Вот какими игрищами занимается наше родное ГБ!
Меня мистифицируют.
Мне подбрасывают большие палки (то там, то здесь они валяются на дороге) в надежде, что я воспользуюсь ими. Вот и психолог как-то вылез из своей машины с большой, увесистой палкой в руках. Они надеялись, видимо, что я перепугаюсь, — может быть, выхвачу палку у него из рук.
А тощий сын психологов (тоже психолог) принялся как-то, вылезая из своей машины, скручивать, поглядывая на меня, толстенную проволоку.
Всех провокаций не счесть.
Мальчишка возле магазина, едва я приблизилась, вдруг опустился на четвереньки и несколько раз прошелся так вокруг клумбы.
Женщины, живущие в нашем и в соседнем доме, то и дело выходят во двор в халатах, очень схожих с больничными.

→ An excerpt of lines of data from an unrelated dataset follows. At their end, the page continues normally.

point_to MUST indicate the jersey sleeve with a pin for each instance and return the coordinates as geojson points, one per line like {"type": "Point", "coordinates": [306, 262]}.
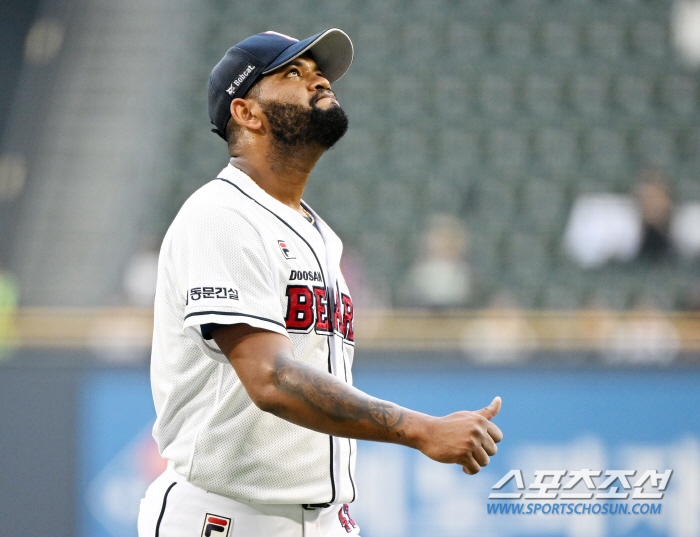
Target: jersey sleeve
{"type": "Point", "coordinates": [228, 278]}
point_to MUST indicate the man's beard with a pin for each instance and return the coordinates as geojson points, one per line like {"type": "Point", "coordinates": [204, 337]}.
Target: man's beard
{"type": "Point", "coordinates": [297, 126]}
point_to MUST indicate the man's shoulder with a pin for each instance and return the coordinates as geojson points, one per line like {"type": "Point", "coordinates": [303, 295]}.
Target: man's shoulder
{"type": "Point", "coordinates": [215, 197]}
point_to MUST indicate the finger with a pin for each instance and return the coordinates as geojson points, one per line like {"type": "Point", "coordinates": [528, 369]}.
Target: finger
{"type": "Point", "coordinates": [471, 467]}
{"type": "Point", "coordinates": [490, 411]}
{"type": "Point", "coordinates": [489, 445]}
{"type": "Point", "coordinates": [494, 432]}
{"type": "Point", "coordinates": [481, 457]}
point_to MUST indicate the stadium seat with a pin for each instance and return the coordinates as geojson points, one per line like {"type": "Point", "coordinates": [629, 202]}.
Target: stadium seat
{"type": "Point", "coordinates": [633, 94]}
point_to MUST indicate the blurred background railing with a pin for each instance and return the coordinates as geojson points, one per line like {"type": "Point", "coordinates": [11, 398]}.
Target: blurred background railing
{"type": "Point", "coordinates": [519, 198]}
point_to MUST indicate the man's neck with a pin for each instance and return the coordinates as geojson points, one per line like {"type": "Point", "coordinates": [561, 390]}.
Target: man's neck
{"type": "Point", "coordinates": [281, 172]}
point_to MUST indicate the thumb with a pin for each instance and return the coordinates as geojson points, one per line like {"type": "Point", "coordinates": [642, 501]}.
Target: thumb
{"type": "Point", "coordinates": [491, 410]}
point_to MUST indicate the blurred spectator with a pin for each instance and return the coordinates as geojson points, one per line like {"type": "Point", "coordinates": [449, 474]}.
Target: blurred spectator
{"type": "Point", "coordinates": [655, 206]}
{"type": "Point", "coordinates": [9, 298]}
{"type": "Point", "coordinates": [441, 278]}
{"type": "Point", "coordinates": [685, 27]}
{"type": "Point", "coordinates": [648, 226]}
{"type": "Point", "coordinates": [502, 335]}
{"type": "Point", "coordinates": [685, 229]}
{"type": "Point", "coordinates": [645, 337]}
{"type": "Point", "coordinates": [141, 273]}
{"type": "Point", "coordinates": [603, 228]}
{"type": "Point", "coordinates": [366, 293]}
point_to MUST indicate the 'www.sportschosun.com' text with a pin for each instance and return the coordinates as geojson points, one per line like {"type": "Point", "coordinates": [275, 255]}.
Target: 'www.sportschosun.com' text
{"type": "Point", "coordinates": [573, 508]}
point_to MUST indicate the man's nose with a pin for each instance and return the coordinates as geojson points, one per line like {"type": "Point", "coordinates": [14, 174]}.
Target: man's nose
{"type": "Point", "coordinates": [321, 83]}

И не только во двор: и в проулке, и возле магазина можно встретить женщин в халатах.
В парикмахерской, куда я зашла как-то через силу, девчонка-парикмахерша строила мне рожи (я видела, видела в зеркало), а затем стала поливать мне голову не теплой, а холодной водой, пока ее не остановил пожилой старший парикмахер, сам домывший мне голову.
Значит, я публично объявлена невменяемой (даже незнакомая парикмахерша знает меня и кривляется!), и все ждут, чтобы я как-нибудь порезче проявила свое помешательство.
А разыгранный пожар в автобусе? Они даже действительно подожгли какую-то бумагу, и бумага загорелась на сиденье. Несколько человек закричали: «Пожар!» — и принялись хлопотать вокруг, гасить сумками. Они таким образом хотели спровоцировать меня, вызвать какой-нибудь аффект.
Так что меня не только толкают в болезнь, но теперь пошли дальше — стараются вызвать меня на какую-нибудь безумную выходку. И кто знает, может быть, они своего добьются. Хотя я сдерживаюсь, изо всех сил сдерживаюсь!.. Я все должна скрывать: и свою горечь, и свой страх, и свое удивление.
А муж ведет себя так, будто ничего особенного вокруг меня не происходит. Правда, он подолгу и словоохотливо беседует с психологами, иногда поднимается к ним наверх, и я жду его обратно с замирающим сердцем. С тощим сыном психологов, когда тот подруливает на своей гладкой машине, обменивается, вытянув руку, знаком-приветствием. Свой — своего встречает?.. А семнадцать лет жизни со мной, а сын? Это — не останавливает мужа, он вытягивает руку, приветствуя тощего сына психологов.
В какую ловушку я попала! И нет выхода, и не будет выхода, как в московском метро, где и таблички висят: «Выхода нет». Да, выхода нет и не будет; если только я и в самом деле не решусь на какую-нибудь крайность.
Я начинаю все яснее осознавать, что живу не в Израиле (ибо не могло бы в свободной стране, в свободном мире вокруг меня твориться такое), я осталась в ведении тех, от которых пыталась уехать.
Вокруг меня нет друзей и нет знакомых, а есть — служащие. Одни из них более человечны, другие — менее, и только. Выезд из СССР оказался обманом, фикцией, а шумящий вокруг меня иноязычный мир — гигантская мистификация. На днях по телевидению — сквозь иврит — громко прозвучал гимн Советского Союза.
Я не понимаю, для чего им все это понадобилось. Может быть, из меня хотят сделать преступницу, навалить на меня неизвестные мне преступления? Какие? Я никогда ничего не украла, я никого не убила.